Technical Skills and Experience

• Strong technical writing skills and excellent interpersonal communication skills.
• Expertise in cyber and information security solutions relevant to the company, e.g. urban signalling, mainline signalling, communication systems, integrated control systems, etc.
• Excellent understanding of risk assessment frameworks and compliance methodologies.
• Strong knowledge of business case development, resource planning, and effective budget management.
• Extensive experience across systems engineering lifecycle disciplines with a focus on security, including secure-by-design principles, requirements capture, modelling, analysis, system design, and independent verification and validation (IV&V).
• In-depth knowledge and experience of full systems engineering lifecycles for large, complex systems.
• Expertise in industry specific security standards and legislation.
• Well-proven technical/project experience in the development and application of security solutions to critical OT or IT control systems and/or safety critical systems.

Additional qualifications

• Mandatory: Qualified to Degree level (preferably Masters) in a relevant field, e.g. cyber security, networks, computer science, etc.
• Desirable: Certified or working towards a senior level security accreditation, such as CISSP, CISM, etc.

Human Skills

• Proven track record of building and maintaining cross-functional relationships to deliver outcomes that benefit both the immediate team and the wider business.
• Excellent presentation skills.
• Effective personal organisation and an ability to remain composed and focused under pressure.
• Demonstrated ability to lead, manage, mentor and coach a diverse team.
• Excellent problem-solving ability, trade-off skills and attention to detail.

What to expect

We aim to complete a two-stage interview process. The interviews will focus on technical and behavioural competencies. Reasonable adjustments are available with prior notice so please let the Talent Acquisition (TA) partner know if this would be necessary.

What We Can Offer

We’re committed to giving you opportunities to be your best. We believe in embracing the passion and potential of our people, and to achieve this we offer market leading training, development and experiences, along with the opportunity to be mentored and coached by some of the smartest minds in the industry. We hire from within as our first priority, so you’ll have a myriad of opportunities within our diverse, global organisation.

Flexibility

Your health and well-being matters to us and that’s why we offer you the flexibility to do what’s important to you; whether that’s part time hours, job sharing, home working, or the ability to flex your start and finish times. Where possible, we support a working pattern that suits your lifestyle and helps you reach your ambitions.

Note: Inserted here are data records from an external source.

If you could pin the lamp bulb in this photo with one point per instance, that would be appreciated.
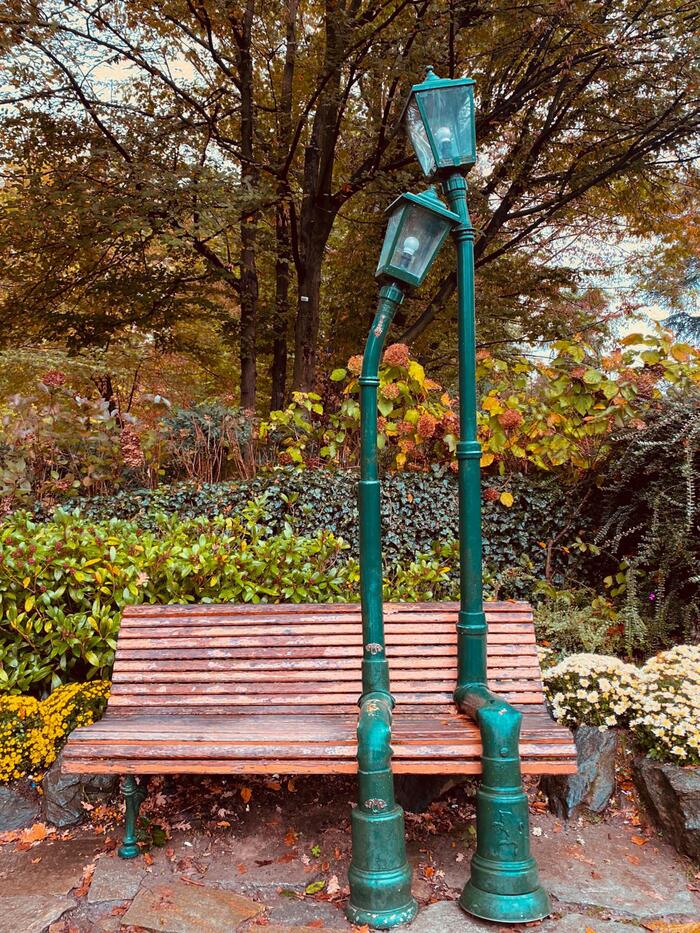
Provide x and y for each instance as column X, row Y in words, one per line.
column 410, row 245
column 443, row 135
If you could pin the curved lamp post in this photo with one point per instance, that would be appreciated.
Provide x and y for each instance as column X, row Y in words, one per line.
column 380, row 876
column 504, row 884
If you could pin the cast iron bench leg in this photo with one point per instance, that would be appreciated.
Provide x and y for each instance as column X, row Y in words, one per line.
column 134, row 795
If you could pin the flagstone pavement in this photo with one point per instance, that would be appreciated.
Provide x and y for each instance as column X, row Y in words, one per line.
column 268, row 856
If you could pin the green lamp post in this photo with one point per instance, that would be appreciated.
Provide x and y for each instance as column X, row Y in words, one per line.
column 379, row 875
column 504, row 884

Thank you for your interest in Hitachi Rail. If your application is of interest, we will be in contact. Please do not hesitate to discover more about us and our latest jobs at Hitachi Rail Careers.

At Hitachi Rail, there is a place for everyone. We welcome and value differences in background, age, gender, sexuality, family status, disability, race, nationality, ethnicity, religion, and world view. It is our commitment to create an inclusive environment - we are proud to be an equal opportunity employer.

Some vacancies may require full Security Clearance which can require further evidence to be provided. For further details of the evidence required to apply for Baseline and Security Clearance please refer to the UK Government website.